Backreferences in codeless language modules

43 views
Skip to first unread message

iain barnett

unread,
Apr 2, 2020, 9:18:26 AM4/2/20
to bbe...@googlegroups.com
Hi,

I made a CLM for Awk[1] just for convenience and I came up with a regex to capture functions.

From the CLM reference[2]:

> Because of the way BBEdit processes regular-expression patterns internally, if you need to make backreferences in a pattern, you must use named subpatterns instead of positional (numbered) backreferences

The pattern I've used has named backreferences of the ?& flavour but the functions aren't being picked up.
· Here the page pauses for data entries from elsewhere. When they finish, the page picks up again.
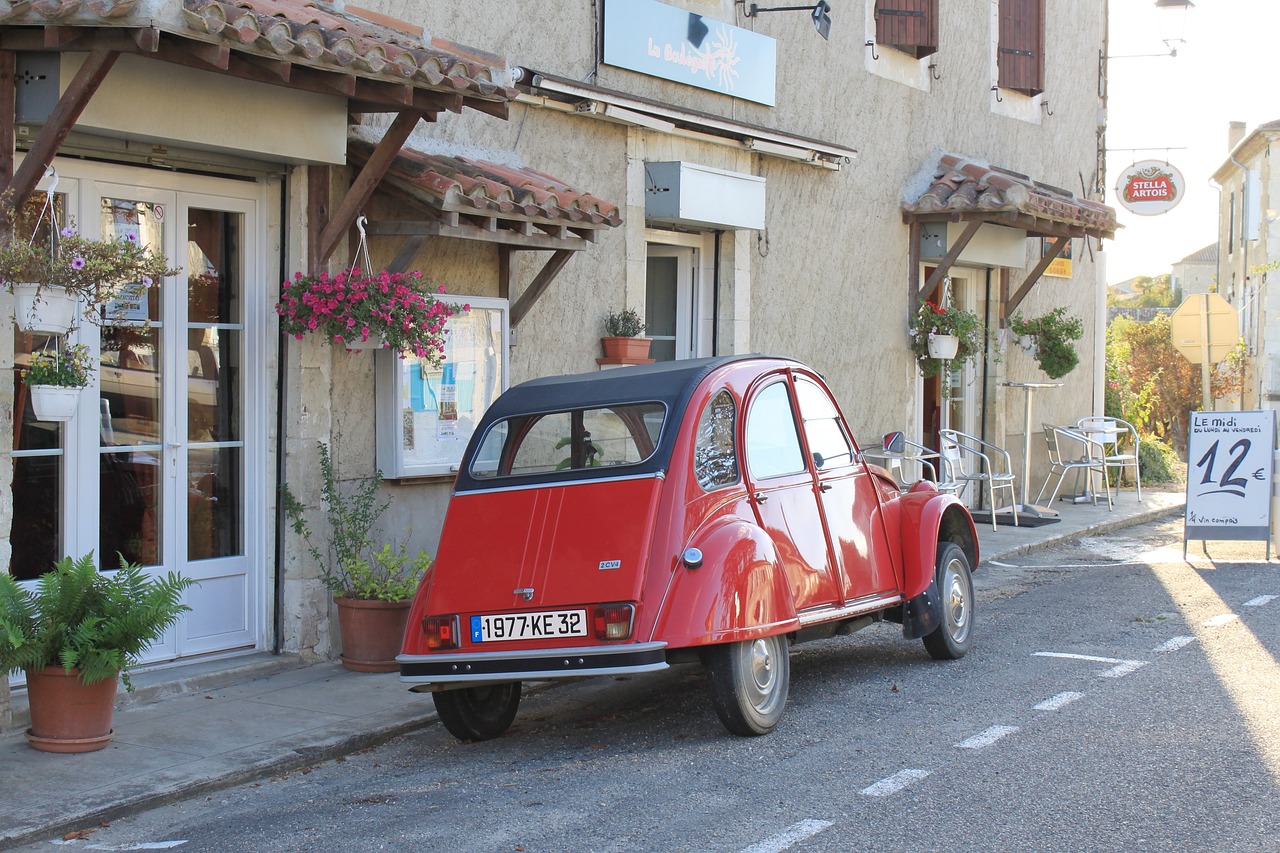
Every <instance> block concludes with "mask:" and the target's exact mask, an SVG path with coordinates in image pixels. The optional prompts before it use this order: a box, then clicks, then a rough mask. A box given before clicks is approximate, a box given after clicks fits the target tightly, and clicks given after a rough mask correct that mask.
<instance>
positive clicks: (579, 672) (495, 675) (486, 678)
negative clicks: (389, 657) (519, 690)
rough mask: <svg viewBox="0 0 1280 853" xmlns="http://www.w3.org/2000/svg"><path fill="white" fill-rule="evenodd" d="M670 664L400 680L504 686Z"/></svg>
mask: <svg viewBox="0 0 1280 853" xmlns="http://www.w3.org/2000/svg"><path fill="white" fill-rule="evenodd" d="M668 666H669V665H668V663H667V662H666V661H663V662H662V663H645V665H643V666H608V667H604V669H599V670H573V671H571V672H563V671H561V670H541V671H532V672H524V671H520V672H509V674H506V675H503V674H502V672H485V675H484V678H476V676H475V675H474V674H472V675H402V676H399V680H401V681H403V683H404V684H460V685H461V684H465V685H467V686H471V685H476V686H480V685H485V684H503V683H506V681H535V680H536V681H548V680H562V679H584V678H590V676H594V675H635V674H637V672H659V671H662V670H666V669H668Z"/></svg>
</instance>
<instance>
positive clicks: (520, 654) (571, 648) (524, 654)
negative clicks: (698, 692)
mask: <svg viewBox="0 0 1280 853" xmlns="http://www.w3.org/2000/svg"><path fill="white" fill-rule="evenodd" d="M481 646H483V643H481ZM662 648H667V644H666V643H662V642H657V643H618V644H617V646H580V647H575V648H558V647H557V648H526V649H520V651H516V649H508V651H504V652H498V651H494V652H458V653H454V654H397V656H396V662H397V663H426V662H431V663H470V662H471V661H477V660H481V661H502V660H521V661H524V660H529V658H531V657H598V656H603V654H620V653H625V652H631V653H635V654H644V653H645V652H655V651H658V649H662Z"/></svg>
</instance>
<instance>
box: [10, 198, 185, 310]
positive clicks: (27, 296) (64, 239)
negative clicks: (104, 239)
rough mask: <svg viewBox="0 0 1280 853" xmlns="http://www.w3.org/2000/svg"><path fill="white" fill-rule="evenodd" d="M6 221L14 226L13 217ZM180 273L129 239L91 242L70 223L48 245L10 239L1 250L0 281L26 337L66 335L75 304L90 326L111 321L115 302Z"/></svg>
mask: <svg viewBox="0 0 1280 853" xmlns="http://www.w3.org/2000/svg"><path fill="white" fill-rule="evenodd" d="M9 218H10V222H12V220H13V213H12V211H10V214H9ZM178 272H179V270H177V269H169V266H168V264H166V263H165V259H164V257H163V256H159V255H155V254H152V252H151V248H150V247H148V246H143V245H142V242H141V241H140V240H138V237H137V236H136V234H133V233H127V234H124V236H120V237H111V238H108V240H90V238H87V237H82V236H81V234H79V232H77V229H76V224H74V223H72V224H69V225H67V227H65V228H63V229H61V231H59V232H58V233H56V236H55V238H54V240H52V242H51V243H50V245H42V243H41V242H38V241H36V240H35V238H31V240H24V238H22V237H19V236H17V234H13V233H10V236H9V238H8V240H6V241H5V242H4V243H3V245H0V279H3V280H4V284H5V287H6V288H8V289H9V292H12V293H13V295H14V300H15V307H14V313H15V316H14V319H15V321H17V323H18V325H19V327H20V328H22V329H23V330H26V332H44V333H47V334H64V333H65V332H67V330H68V329H69V328H70V324H72V320H73V319H74V316H76V301H77V300H81V301H83V302H84V305H87V306H88V307H90V309H91V310H90V313H88V314H87V316H88V319H90V320H92V321H95V323H102V321H104V320H110V319H113V318H111V315H110V310H109V306H110V302H111V301H113V300H115V298H118V297H120V296H122V295H124V293H127V292H128V291H131V289H137V288H148V287H151V286H152V284H155V283H156V282H159V280H160V279H163V278H164V277H165V275H174V274H177V273H178Z"/></svg>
I've checked it works as a pattern in Find so I'm just wondering if this kind of backref is okay? The pattern fails if I use ?P= to refer back to it.

Any help or insights are much appreciated

     <key>BBLMScansFunctions</key><true/>
    <key>Function Pattern</key>
    <string><![CDATA[
      (?x:
        (?>function[^\S]+)(?>\w+[^\S]*\()
        (?P<args>\s*(?:(?:\[\w+\])|\w+)?\s*(?:,(?&args))?)
        \)
        (?P<funcbody>
        \s*\{
            (?:
              [^}{]+
               |
              (?&funcbody)
            )*+
          \}
        )
      )
    ]]></string>


Regards,
iain

jj

unread,
Apr 2, 2020, 2:01:24 PM4/2/20
to BBEdit Talk
Hi Ain,

Some of the required BBLM keys in your example appear to be misplaced or absent.

Here is a not thoroughly tested example that seems to work.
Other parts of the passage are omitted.